Esistono luoghi nel mondo che restano fuori dalle rotte turistiche più battute, piccole destinazioni dove il mare è ancora limpido e le strade non sono invase da folle di visitatori. Sono proprio questi posti meno conosciuti che spesso regalano i viaggi più autentici, nello stesso momento in cui, negli ultimi anni, molte mete iconiche sono diventate sempre più affollate e costose, complici i flussi turistici concentrati soprattutto nei mesi estivi.

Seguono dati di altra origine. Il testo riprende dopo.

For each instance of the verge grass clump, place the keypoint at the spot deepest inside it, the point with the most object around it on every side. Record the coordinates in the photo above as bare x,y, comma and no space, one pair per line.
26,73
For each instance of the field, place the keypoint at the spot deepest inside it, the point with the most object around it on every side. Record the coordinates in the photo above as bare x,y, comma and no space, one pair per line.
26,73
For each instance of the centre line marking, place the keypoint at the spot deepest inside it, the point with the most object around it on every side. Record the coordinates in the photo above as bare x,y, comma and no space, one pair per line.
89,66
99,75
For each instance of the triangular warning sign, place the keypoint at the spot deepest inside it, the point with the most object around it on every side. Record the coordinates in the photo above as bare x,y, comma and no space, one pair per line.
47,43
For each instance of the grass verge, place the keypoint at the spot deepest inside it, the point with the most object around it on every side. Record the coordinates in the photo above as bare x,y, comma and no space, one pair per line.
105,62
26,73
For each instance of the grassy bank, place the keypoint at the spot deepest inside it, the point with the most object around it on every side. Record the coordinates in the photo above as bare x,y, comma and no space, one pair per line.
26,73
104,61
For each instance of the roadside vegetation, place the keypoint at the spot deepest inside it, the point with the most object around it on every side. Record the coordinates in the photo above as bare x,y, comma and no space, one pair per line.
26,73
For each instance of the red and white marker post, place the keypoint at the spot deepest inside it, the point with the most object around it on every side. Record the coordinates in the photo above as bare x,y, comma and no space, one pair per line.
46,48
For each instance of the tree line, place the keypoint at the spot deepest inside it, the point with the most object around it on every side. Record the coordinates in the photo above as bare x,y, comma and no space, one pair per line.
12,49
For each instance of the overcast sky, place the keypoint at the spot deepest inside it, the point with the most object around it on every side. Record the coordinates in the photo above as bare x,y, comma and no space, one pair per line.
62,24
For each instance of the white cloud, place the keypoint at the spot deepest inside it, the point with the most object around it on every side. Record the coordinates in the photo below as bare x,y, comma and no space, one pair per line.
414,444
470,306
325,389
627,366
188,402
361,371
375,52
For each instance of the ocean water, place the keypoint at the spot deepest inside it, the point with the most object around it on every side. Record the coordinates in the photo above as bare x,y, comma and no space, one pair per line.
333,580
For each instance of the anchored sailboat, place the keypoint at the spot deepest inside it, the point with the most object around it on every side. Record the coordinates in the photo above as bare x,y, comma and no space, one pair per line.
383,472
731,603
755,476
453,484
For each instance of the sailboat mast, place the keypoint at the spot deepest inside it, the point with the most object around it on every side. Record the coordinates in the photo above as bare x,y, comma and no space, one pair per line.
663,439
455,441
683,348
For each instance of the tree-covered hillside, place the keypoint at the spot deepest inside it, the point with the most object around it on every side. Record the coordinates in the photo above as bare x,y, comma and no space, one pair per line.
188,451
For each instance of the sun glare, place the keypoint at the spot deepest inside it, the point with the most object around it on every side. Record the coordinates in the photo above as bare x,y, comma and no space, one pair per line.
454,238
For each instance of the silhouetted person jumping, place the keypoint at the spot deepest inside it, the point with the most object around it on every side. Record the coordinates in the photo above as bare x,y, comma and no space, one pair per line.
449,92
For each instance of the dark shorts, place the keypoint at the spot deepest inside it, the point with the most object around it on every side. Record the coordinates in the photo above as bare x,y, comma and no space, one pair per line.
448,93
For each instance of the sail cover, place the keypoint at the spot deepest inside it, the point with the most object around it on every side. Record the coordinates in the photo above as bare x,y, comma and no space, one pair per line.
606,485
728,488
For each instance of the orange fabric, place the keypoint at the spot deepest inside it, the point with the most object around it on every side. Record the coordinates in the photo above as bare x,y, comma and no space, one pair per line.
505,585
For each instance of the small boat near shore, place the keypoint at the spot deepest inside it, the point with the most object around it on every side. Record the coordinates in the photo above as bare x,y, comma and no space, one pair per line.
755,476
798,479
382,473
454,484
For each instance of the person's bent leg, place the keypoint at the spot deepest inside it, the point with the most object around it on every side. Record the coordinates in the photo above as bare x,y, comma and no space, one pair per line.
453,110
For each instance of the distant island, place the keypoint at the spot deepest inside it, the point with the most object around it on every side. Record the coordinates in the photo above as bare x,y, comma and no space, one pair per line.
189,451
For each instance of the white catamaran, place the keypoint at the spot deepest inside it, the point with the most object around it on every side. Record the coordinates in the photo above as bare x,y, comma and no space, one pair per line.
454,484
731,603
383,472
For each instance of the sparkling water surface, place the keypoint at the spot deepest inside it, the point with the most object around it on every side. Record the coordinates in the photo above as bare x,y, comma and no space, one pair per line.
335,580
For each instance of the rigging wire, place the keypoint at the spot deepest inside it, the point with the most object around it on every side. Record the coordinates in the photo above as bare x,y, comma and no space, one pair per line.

Per questo chi vuole relax unito paesaggi spettacolari, sceglie posti con un ritmo di vita più tranquillo, gemme nascoste come una piccola isola della Grecia che ancora oggi conserva un fascino speciale: Symi, conosciuta anche come l’isola di San Michele Arcangelo. Ancora oggi, la Grecia continua a essere una delle destinazioni più amate d’Europa e ogni estate milioni di turisti raggiungono le sue isole attratti dalle acque cristalline e dall’atmosfera mediterranea.
Ma mentre alcune località sono ormai diventate simbolo dell’overtourism, pensiamo a mete come Santorini, Mykonos, Rodi o Zante, isole straordinarie ma sempre più affollate nei mesi estivi, l’arcipelago greco conta circa 6.000 isole, la stragrande maggioranza delle quali inabitate, e tra le 200 con una popolazione residente, si nascondono luoghi ancora poco conosciuti, dove è possibile vivere una vacanza molto più rilassata.

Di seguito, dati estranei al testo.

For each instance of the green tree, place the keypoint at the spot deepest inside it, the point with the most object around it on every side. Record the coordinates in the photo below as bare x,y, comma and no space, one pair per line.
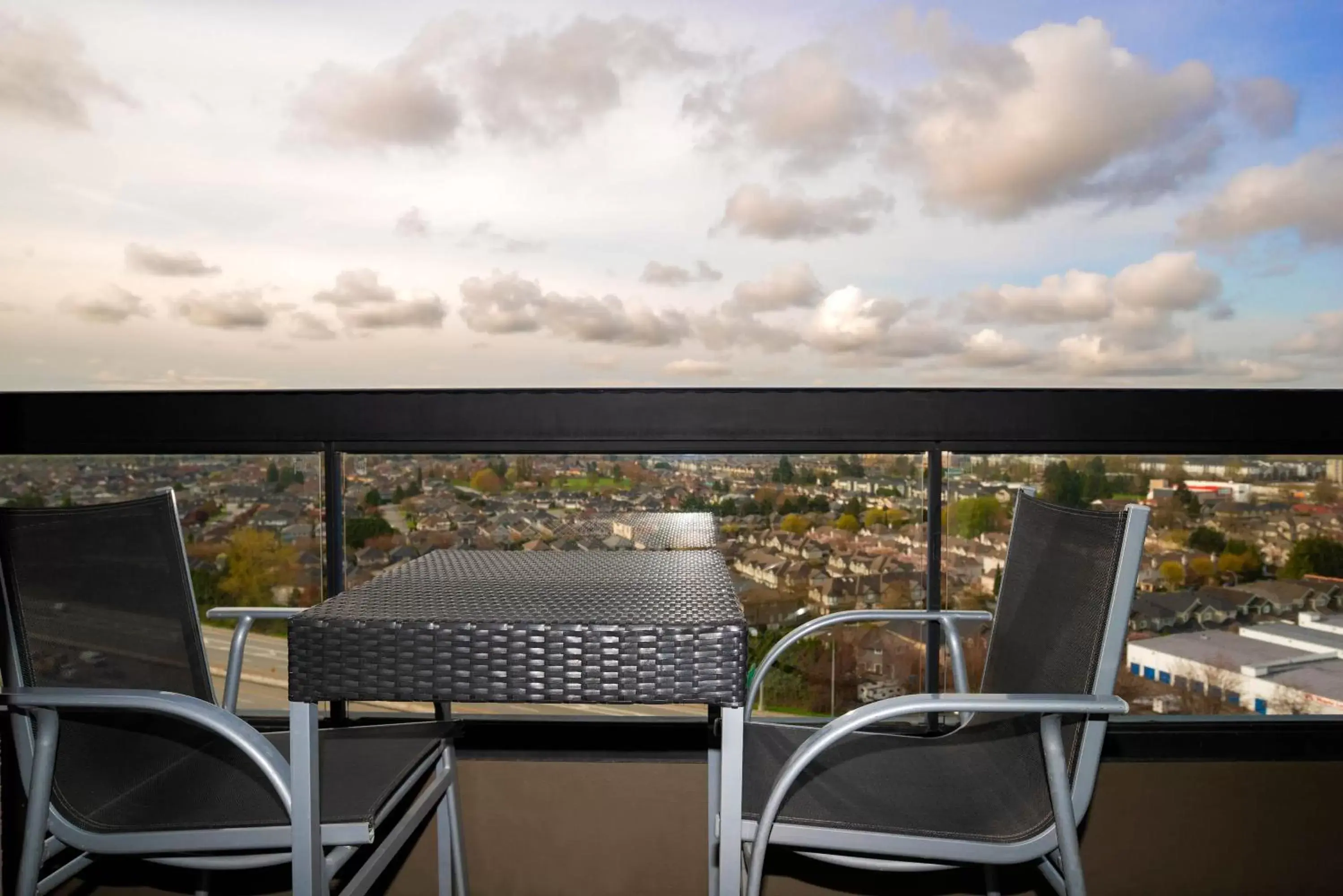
1063,485
257,562
362,528
976,516
30,499
1095,482
1208,540
1325,492
1318,555
488,480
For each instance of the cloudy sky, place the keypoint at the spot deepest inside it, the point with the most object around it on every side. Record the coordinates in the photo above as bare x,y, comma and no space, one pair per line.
209,195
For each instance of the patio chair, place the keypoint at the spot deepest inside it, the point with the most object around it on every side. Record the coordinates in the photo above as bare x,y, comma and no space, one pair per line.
1012,781
123,749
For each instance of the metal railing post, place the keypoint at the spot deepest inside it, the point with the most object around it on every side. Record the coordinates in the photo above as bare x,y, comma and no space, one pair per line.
933,633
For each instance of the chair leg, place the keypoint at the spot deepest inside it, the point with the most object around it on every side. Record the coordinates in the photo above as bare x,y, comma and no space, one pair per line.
450,812
39,801
1062,800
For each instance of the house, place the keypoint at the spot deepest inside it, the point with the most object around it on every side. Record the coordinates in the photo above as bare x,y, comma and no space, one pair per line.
1291,595
371,558
762,566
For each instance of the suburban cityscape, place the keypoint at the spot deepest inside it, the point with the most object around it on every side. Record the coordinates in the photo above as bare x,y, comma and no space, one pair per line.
1239,605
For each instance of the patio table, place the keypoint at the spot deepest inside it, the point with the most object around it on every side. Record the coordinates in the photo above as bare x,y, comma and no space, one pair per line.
512,626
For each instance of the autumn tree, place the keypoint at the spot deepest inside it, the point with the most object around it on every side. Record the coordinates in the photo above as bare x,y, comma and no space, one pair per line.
1208,540
487,480
1318,555
1202,569
972,517
1173,574
255,563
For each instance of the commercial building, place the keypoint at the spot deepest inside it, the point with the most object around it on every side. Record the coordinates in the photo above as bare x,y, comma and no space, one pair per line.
1276,668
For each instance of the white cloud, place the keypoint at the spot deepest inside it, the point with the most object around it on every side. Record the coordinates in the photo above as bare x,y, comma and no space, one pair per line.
1136,303
484,234
696,367
398,104
311,327
1090,355
1264,371
547,86
45,76
727,327
786,287
1323,338
354,288
990,349
109,306
754,211
164,264
1076,296
508,304
1066,113
234,310
501,304
413,224
677,276
610,320
848,322
426,312
1304,197
1268,105
805,108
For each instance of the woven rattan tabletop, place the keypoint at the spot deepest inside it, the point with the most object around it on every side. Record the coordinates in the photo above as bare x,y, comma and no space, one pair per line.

Così, nell’arcipelago del Dodecaneso, nel cuore del Mar Egeo, troviamo Symi appunto, raggiungibile in circa un’ora e mezza di traghetto dall’isola di Rodi e, curiosamente, anche molto vicina alla costa turca. Essendo piccola e in posizione isolata, l’isoletta – coi suoi circa 2mila abitanti – è rimasta lontana dal turismo di massa. Qui è innegabile che il turismo ci sia, ma l’isola non ha perso la sua impronta di oasi di pace e tranquillità.

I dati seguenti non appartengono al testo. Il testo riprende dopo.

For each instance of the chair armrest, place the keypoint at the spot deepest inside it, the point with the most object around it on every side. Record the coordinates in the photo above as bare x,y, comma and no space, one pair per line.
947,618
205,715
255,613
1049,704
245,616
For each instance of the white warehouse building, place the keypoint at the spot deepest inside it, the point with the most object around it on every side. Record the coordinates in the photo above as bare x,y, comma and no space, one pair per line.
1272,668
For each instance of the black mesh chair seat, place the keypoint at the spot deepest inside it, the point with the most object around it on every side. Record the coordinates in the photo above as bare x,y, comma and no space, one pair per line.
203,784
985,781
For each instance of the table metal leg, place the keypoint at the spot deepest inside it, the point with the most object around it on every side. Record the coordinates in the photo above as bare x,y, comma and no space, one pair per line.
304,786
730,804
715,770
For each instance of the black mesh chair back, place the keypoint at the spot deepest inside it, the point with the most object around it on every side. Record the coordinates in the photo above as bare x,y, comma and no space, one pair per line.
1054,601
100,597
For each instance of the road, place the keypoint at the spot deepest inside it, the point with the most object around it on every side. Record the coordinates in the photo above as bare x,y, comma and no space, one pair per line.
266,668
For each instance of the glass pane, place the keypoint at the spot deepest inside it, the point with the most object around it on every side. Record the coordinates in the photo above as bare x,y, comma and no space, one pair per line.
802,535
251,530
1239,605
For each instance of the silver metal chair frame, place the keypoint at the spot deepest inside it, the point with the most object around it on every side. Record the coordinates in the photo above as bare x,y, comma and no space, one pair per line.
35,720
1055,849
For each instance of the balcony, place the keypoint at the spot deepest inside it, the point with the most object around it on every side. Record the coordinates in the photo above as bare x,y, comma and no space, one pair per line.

Chi arriva a Symi si accorge subito che l’isola ha un’identità tutta sua, niente classiche case bianche con cupole blu tipiche delle Cicladi, ma una serie di abitazioni di vari colori, che scendono verso il porto, un mosaico che si affaccia su un mare incredibilmente limpido. Il porto è uno dei luoghi più suggestivi dell’isola e rappresenta il punto di partenza perfetto per iniziare la nostra esplorazione, tra baie e spiagge da una parte, vicoli e casupole verso l’interno.
Oltre alle sue bellezze naturali, Symi è conosciuta anche per la forte tradizione religiosa legata a San Michele Arcangelo, con molti luoghi di culto dedicati alla sua figura, considerata il patrono locale. Tra i siti più antichi c’è il Monastero di Roukouniotis, un santuario molto antico che conserva una chiesa frequentata già dalle prime comunità cristiane della zona, ma il luogo di culto più famoso restail suggestivo Monastero di San Michele Arcangelo di Panormitis, che si trova direttamente sul mare, all’interno di una baia.
La sua posizione scenografica e l’atmosfera silenziosa lo rendono una tappa imperdibile per chi visita l’isola: visitare Symi significa del resto scoprire e lasciarsi sorprendere da una Grecia diversa, più autentica e meno frenetica rispetto alle destinazioni più famose. Qui si trovano spiagge spettacolari e paesaggi incontaminati, ma allo stesso tempo luoghi di culto e monasteri che raccontano secoli di storia passata.
L’isola di Symi, o di San Michele Arcangelo, dunque, è il posto perfetto per chi desidera staccare davvero e concedersi giornate lente tra mare e natura. Qui – in un piccolo angolo del Mar Egeo – il turista, o sarebbe meglio dire il visitatore, potrà ritrovare un po’ di quiete lontano dal caos delle mete turistiche più affollate. Quest’isola, infatti, è davvero quel tipico posto che si visita una volta nella vita per poi non dimenticarlo mai.